Persidangan Asep, pria Serang diduga korban salah tangkap, kembali digelar Pengadilan Negeri Jakarta Barat (25/17). Agenda pada persidangan kali ini adalah pembacaan nota pembelaan penasihat hukum dan pembelaan pribadi Asep.
Melalui pembelaan yang dibacakan dengan judul “Dipasung tanpa Kesalahan”, Bunga Siagian, penasihat hukum Asep dari LBH Jakarta membantah tuntutan Jaksa Penuntut Umum. Dalam pembelaannya Bunga menekankan bahwa sejak awal, dakwaan yang menjadi acuan perkara ini tidaklah sah.

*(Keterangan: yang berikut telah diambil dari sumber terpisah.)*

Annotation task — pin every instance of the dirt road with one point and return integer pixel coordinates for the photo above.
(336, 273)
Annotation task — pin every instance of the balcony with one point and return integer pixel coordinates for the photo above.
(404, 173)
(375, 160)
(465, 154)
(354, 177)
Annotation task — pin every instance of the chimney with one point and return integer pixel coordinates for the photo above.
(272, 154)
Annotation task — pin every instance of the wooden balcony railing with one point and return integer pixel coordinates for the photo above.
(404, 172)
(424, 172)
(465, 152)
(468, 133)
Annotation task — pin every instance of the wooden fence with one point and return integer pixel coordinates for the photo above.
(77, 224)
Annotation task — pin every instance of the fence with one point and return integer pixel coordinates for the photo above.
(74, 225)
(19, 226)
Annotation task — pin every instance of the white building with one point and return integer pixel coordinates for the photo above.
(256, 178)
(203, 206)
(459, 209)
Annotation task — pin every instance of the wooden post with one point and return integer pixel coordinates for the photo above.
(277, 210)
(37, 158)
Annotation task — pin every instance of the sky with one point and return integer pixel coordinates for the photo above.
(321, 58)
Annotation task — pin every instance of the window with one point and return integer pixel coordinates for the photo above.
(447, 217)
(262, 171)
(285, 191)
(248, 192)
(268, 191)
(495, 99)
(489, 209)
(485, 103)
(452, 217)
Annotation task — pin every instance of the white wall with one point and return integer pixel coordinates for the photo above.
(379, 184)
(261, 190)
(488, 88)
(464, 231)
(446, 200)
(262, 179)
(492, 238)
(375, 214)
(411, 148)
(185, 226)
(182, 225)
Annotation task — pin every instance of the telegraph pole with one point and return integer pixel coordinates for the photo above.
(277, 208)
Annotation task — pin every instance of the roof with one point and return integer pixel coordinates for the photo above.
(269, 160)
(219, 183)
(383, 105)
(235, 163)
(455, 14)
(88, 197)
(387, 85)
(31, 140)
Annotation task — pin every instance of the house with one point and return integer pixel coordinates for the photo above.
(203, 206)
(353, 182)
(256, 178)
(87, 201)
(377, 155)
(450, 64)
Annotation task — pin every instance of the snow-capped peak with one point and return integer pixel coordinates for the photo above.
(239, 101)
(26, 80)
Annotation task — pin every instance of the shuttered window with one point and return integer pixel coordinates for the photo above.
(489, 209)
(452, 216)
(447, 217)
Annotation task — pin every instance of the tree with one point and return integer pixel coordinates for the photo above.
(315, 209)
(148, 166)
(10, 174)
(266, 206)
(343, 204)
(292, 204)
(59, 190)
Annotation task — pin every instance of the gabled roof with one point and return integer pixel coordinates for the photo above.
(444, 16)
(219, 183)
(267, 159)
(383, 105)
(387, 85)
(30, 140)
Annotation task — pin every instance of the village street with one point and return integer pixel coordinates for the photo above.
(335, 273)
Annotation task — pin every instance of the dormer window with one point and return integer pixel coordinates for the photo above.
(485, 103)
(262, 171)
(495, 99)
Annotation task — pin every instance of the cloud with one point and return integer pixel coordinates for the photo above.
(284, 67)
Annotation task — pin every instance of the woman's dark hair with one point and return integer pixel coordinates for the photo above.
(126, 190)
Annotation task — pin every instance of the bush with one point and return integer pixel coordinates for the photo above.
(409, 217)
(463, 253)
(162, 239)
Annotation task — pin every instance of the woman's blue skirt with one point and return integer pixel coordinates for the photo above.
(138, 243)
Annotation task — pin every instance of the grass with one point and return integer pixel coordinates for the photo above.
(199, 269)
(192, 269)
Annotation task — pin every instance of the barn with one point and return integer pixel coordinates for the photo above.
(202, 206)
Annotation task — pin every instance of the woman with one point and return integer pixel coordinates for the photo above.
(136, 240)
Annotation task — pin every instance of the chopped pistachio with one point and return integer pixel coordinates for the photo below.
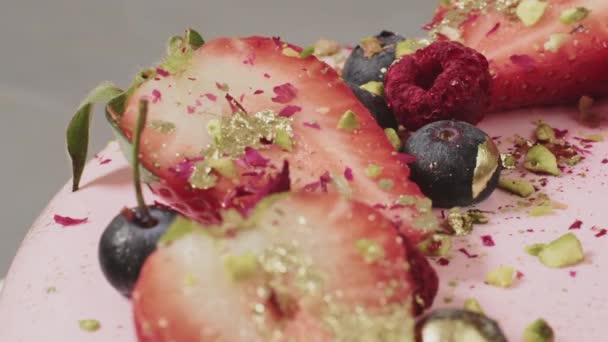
(371, 46)
(283, 140)
(407, 47)
(556, 41)
(162, 127)
(562, 252)
(501, 277)
(374, 87)
(544, 132)
(90, 325)
(373, 171)
(386, 184)
(326, 47)
(307, 52)
(518, 187)
(572, 160)
(542, 209)
(539, 331)
(508, 161)
(531, 11)
(573, 15)
(370, 250)
(541, 159)
(393, 137)
(535, 249)
(290, 52)
(201, 177)
(471, 304)
(224, 166)
(438, 245)
(348, 121)
(241, 267)
(459, 222)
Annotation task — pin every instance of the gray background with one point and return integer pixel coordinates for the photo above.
(53, 52)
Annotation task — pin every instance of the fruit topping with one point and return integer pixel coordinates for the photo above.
(518, 187)
(539, 331)
(132, 235)
(453, 325)
(306, 267)
(445, 80)
(573, 62)
(562, 252)
(456, 163)
(501, 277)
(541, 160)
(371, 58)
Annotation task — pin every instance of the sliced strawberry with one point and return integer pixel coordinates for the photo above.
(259, 74)
(311, 267)
(526, 71)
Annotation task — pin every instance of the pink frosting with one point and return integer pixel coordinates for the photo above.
(55, 280)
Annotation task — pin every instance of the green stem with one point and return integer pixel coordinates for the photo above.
(144, 212)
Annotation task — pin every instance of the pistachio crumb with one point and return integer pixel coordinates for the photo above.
(393, 137)
(539, 331)
(520, 188)
(573, 15)
(374, 87)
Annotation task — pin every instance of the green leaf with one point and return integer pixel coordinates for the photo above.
(77, 134)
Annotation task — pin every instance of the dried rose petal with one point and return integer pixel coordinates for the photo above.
(254, 158)
(184, 169)
(469, 255)
(210, 96)
(289, 111)
(162, 72)
(493, 30)
(576, 225)
(312, 125)
(348, 174)
(69, 221)
(443, 262)
(488, 241)
(284, 93)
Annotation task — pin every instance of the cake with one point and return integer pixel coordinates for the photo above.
(57, 290)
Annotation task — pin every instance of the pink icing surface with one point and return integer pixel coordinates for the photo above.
(55, 280)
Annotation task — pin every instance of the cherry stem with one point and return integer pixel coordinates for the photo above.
(143, 212)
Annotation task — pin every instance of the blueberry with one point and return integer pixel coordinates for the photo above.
(128, 241)
(454, 325)
(133, 234)
(360, 69)
(376, 105)
(456, 164)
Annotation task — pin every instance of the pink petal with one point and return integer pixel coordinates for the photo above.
(68, 221)
(289, 111)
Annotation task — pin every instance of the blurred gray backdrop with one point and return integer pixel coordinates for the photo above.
(53, 52)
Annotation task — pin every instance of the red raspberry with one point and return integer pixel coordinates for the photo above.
(445, 80)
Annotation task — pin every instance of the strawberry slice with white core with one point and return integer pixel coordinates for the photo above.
(308, 267)
(540, 52)
(329, 138)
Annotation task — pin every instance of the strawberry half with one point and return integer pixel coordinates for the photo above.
(309, 267)
(328, 137)
(549, 61)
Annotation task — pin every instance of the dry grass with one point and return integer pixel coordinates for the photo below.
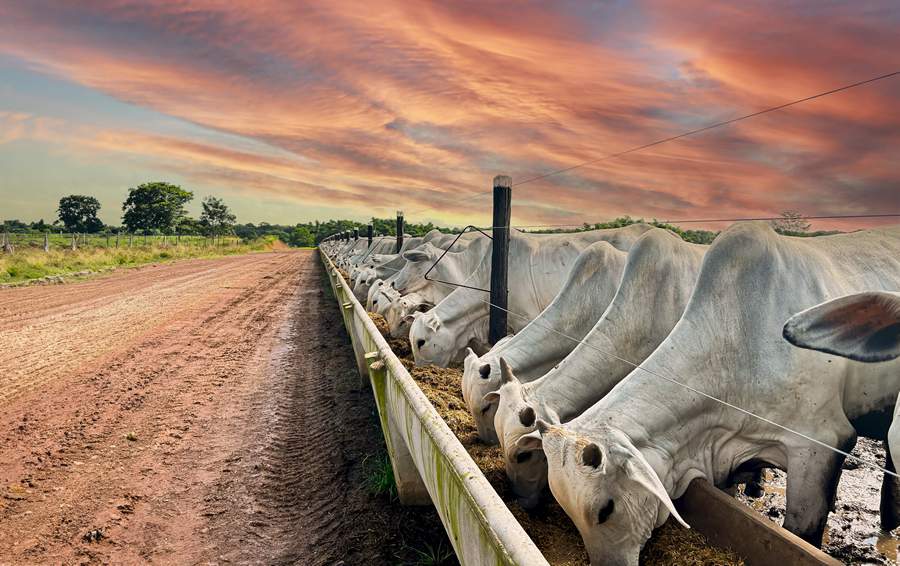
(29, 263)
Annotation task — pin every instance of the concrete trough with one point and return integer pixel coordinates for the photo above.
(431, 466)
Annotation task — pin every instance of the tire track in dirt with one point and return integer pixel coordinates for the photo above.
(106, 325)
(250, 431)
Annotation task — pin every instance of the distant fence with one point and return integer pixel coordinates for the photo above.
(10, 242)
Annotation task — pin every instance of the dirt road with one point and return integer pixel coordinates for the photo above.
(196, 412)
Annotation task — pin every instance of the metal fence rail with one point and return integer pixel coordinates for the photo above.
(429, 461)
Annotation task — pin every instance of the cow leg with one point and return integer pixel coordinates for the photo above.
(754, 487)
(812, 477)
(890, 495)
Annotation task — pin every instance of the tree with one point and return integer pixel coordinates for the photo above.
(41, 226)
(216, 216)
(155, 206)
(188, 226)
(13, 226)
(78, 213)
(791, 221)
(301, 237)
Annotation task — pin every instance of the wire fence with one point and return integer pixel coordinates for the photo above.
(676, 380)
(12, 242)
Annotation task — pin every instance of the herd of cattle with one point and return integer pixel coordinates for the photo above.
(757, 328)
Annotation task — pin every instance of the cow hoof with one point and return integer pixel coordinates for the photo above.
(754, 490)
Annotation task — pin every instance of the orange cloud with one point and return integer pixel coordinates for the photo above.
(387, 104)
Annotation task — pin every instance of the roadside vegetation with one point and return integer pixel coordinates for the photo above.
(30, 263)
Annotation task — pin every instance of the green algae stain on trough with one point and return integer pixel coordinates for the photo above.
(481, 528)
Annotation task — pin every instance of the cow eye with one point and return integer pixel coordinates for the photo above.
(604, 513)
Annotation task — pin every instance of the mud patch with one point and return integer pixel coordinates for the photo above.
(854, 533)
(549, 527)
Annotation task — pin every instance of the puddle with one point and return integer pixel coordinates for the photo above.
(854, 533)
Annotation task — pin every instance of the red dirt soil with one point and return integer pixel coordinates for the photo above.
(200, 411)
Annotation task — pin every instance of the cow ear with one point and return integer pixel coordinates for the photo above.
(592, 456)
(491, 397)
(864, 327)
(530, 441)
(527, 416)
(415, 256)
(639, 470)
(506, 374)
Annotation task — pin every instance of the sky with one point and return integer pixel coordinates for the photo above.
(293, 111)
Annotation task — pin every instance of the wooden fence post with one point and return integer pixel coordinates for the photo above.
(500, 258)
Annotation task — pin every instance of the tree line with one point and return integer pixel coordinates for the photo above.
(159, 208)
(149, 208)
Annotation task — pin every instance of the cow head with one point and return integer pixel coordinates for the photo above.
(864, 327)
(480, 379)
(431, 341)
(520, 441)
(608, 489)
(403, 312)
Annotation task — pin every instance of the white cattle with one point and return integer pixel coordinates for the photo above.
(538, 267)
(382, 297)
(654, 291)
(616, 468)
(456, 266)
(864, 327)
(589, 287)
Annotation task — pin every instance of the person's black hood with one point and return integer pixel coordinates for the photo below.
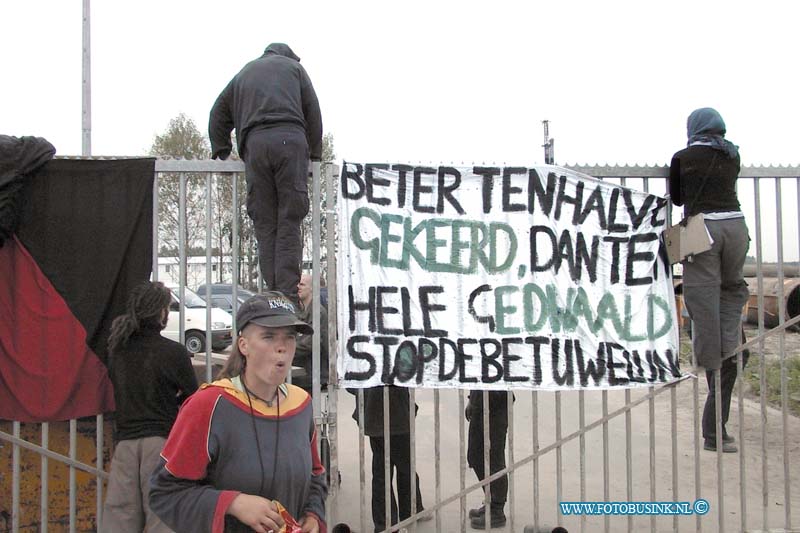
(281, 49)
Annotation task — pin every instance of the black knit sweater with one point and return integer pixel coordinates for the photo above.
(689, 168)
(152, 376)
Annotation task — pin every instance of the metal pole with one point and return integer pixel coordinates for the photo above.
(462, 462)
(45, 493)
(98, 479)
(787, 486)
(331, 172)
(316, 245)
(762, 366)
(86, 144)
(209, 214)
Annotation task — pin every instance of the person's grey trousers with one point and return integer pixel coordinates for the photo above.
(126, 509)
(715, 292)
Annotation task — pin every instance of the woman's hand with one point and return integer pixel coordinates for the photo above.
(309, 524)
(260, 514)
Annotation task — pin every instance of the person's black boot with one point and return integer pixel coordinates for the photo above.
(498, 519)
(478, 511)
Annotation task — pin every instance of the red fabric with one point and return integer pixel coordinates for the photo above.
(186, 449)
(47, 371)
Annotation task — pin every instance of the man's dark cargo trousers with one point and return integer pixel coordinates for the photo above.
(276, 166)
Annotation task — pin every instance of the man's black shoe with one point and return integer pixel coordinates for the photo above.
(727, 447)
(498, 520)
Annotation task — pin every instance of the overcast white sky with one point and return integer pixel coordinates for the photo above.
(421, 81)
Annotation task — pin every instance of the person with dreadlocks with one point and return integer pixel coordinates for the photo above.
(152, 376)
(243, 454)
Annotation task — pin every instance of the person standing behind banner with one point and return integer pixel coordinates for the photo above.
(152, 376)
(245, 446)
(702, 178)
(498, 429)
(273, 107)
(399, 454)
(304, 354)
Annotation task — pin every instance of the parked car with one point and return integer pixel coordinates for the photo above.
(195, 323)
(222, 295)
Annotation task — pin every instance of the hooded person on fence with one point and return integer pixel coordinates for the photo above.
(702, 178)
(273, 107)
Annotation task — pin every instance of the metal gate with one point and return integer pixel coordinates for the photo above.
(604, 446)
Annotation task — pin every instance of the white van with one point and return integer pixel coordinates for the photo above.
(195, 323)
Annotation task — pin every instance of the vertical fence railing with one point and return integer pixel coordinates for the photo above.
(613, 486)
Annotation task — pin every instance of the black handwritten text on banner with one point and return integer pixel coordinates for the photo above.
(501, 277)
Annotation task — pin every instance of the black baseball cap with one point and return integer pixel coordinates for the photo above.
(272, 310)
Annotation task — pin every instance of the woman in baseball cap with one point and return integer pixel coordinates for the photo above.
(208, 478)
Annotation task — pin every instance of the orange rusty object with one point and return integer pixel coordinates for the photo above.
(772, 294)
(58, 475)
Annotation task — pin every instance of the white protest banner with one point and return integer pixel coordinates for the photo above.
(501, 277)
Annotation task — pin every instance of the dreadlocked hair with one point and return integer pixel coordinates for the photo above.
(145, 306)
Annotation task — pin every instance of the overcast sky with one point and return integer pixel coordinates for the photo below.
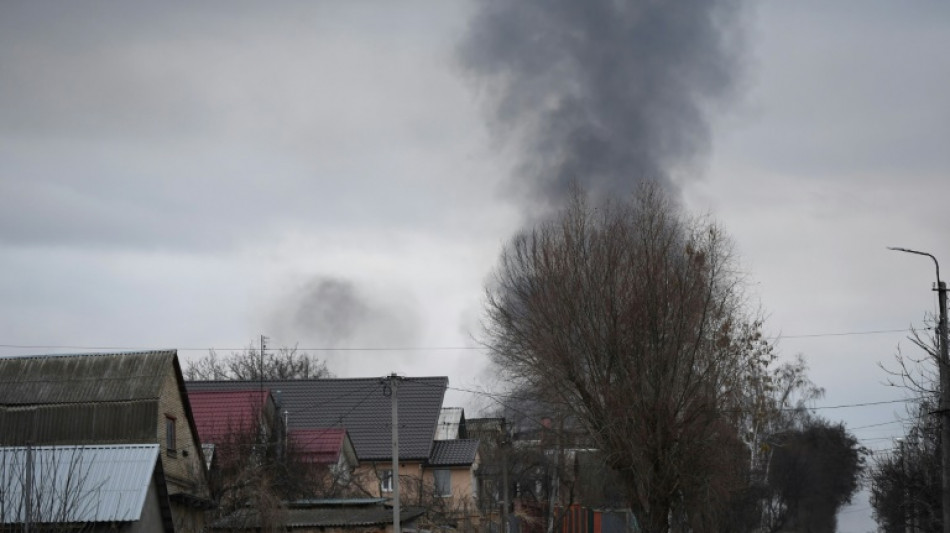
(340, 175)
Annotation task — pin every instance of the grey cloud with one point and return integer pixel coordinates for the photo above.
(333, 312)
(606, 93)
(204, 126)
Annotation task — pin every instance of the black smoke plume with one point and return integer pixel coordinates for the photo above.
(603, 93)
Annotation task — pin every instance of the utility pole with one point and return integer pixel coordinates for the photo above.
(393, 397)
(260, 367)
(505, 445)
(943, 363)
(28, 514)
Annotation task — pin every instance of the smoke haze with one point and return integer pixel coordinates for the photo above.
(331, 312)
(605, 93)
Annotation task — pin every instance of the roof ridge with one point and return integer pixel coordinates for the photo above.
(168, 351)
(410, 378)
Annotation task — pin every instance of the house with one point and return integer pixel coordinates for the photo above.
(229, 420)
(362, 515)
(117, 398)
(242, 429)
(111, 488)
(362, 406)
(329, 447)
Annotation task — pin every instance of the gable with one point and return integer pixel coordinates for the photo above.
(359, 405)
(79, 423)
(222, 414)
(82, 378)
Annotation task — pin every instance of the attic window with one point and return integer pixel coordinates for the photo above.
(170, 442)
(443, 482)
(386, 480)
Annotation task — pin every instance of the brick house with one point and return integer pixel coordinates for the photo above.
(431, 472)
(118, 398)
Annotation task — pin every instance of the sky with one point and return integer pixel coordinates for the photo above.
(342, 176)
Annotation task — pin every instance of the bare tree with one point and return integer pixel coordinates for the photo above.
(629, 316)
(282, 363)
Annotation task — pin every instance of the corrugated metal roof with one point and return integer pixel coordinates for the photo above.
(220, 414)
(453, 452)
(83, 378)
(84, 484)
(361, 406)
(79, 423)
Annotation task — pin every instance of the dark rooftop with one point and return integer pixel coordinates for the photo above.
(453, 452)
(359, 405)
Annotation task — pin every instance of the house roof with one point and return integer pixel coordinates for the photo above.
(85, 378)
(457, 452)
(220, 414)
(82, 399)
(102, 483)
(361, 406)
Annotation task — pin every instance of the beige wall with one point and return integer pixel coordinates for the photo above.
(463, 479)
(366, 475)
(184, 469)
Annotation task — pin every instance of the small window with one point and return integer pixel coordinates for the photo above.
(171, 446)
(386, 480)
(443, 482)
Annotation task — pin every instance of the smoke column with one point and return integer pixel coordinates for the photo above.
(605, 93)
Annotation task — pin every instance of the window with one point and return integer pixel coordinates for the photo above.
(386, 480)
(170, 443)
(443, 482)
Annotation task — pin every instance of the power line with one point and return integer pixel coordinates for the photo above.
(409, 348)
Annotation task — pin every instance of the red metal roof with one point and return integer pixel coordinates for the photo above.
(219, 414)
(321, 446)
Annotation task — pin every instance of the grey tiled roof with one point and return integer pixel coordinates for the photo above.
(322, 517)
(453, 452)
(83, 378)
(361, 406)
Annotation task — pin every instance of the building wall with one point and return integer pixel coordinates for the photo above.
(410, 472)
(462, 483)
(150, 520)
(182, 466)
(184, 469)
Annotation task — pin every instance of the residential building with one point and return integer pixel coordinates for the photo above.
(118, 398)
(362, 406)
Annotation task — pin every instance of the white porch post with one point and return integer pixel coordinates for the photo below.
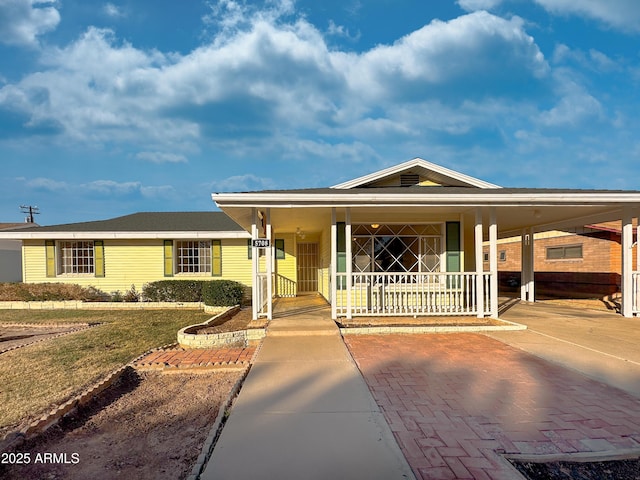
(493, 261)
(627, 262)
(270, 252)
(479, 264)
(255, 284)
(527, 270)
(334, 268)
(349, 261)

Dakwaan berdasar pada bukti-bukti yang diperoleh dengan penyiksaan, yaitu sebelum dilakukannya BAP. Hal tersebut yang pada akhirnya menimbulkan intimidasi dan ketakutan pada saksi dan terdakwa.
“Semestinya perkara ini tidak dilanjutkan,” tegas Bunga dihadapan Majelis Hakim.
Bunga juga menjabarkan kejanggalan-kejanggalan pada fakta persidangan sehingga dapat disimpulkan tidak ada satu saksi pun yang terkualifikasi.
Pembelaan yang dibuat oleh LBH Jakarta ini juga memasukkan Amicus Curiae (sahabat peradilan) yang dimasukkan oleh Institute of Criminal Justice Reform dan dosen hukum acara pidana Abdul Fickar Hadjar, S.H, M.H. Keduanya memiliki kepentingan untuk menyampaikan pendapatnya demi perbaikan bidaya hukum di pengadilan dan pembaruan hukum acara pidana di Indonesia. ICJR mengingatkan Majelis Hakim untuk menerapkan prinsip Exclusionary Rule sebagaimana juga disampaikan oleh Hakim Altidjo Alkotsar dalam bukunya. Sejalan dengan itu, Komnas HAM dan dosen hukum acara pidana juga berpendapat bahwa bukti yang didapat dengan melawan hukum tidak dapat digunakan dalam proses peradilan pidana.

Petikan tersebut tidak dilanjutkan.